Nach den Worten der Dozentin für Gemeinwesenökonomie gewährleistet das genossenschaftliche Identitäts- und Demokratieprinzip die Selbstkontrolle, Selbstorganisation und Selbstbestimmung in Fragen, die tief in das persönliche Leben der Betroffenen reichen. Ein Vorbild sei die Seniorengenossenschaft Riedlingen in Oberschwaben, die erste in Deutschland. Nach deren Gründung 1991 durch 20 Initiatoren war die Zahl der Genossenschaftsmitglieder nach rund zehn Jahren bereits auf 654 und 113 freiwillige Helfer gestiegen. Die Anregung hatte der Ministerpräsident des Bundeslandes Baden-Württemberg, Lothar Späth, von einer Amerika-Reise mitgebracht und knapp ein Dutzend Modellprojekte auf den Weg gebracht. Die Idee ist auf den französischen Soziologen Claude Levi-Strauss zurückzuführen und im Jahr 1949 von ihm als „generalisierenden Austausch“ präsentiert worden.
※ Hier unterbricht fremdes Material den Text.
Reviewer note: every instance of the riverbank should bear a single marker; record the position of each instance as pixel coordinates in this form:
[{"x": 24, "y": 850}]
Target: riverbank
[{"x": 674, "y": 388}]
Susanne Elsen betrachtet auch Komplementärwährungen als wichtigen Bestandteil von Seniorengenossenschaften. Mit diesen Zeitkonten werde das Engagement von Freiwilligen honoriert. Solche Zeitbanken sind insbesondere in Japan, Neuseeland, USA und Kanada verbreitet. In Deutschland bestehen bei sogenannten Zeitkonten noch massive steuerliche Probleme. ++ (sg/mgn/22.02.21 – 024)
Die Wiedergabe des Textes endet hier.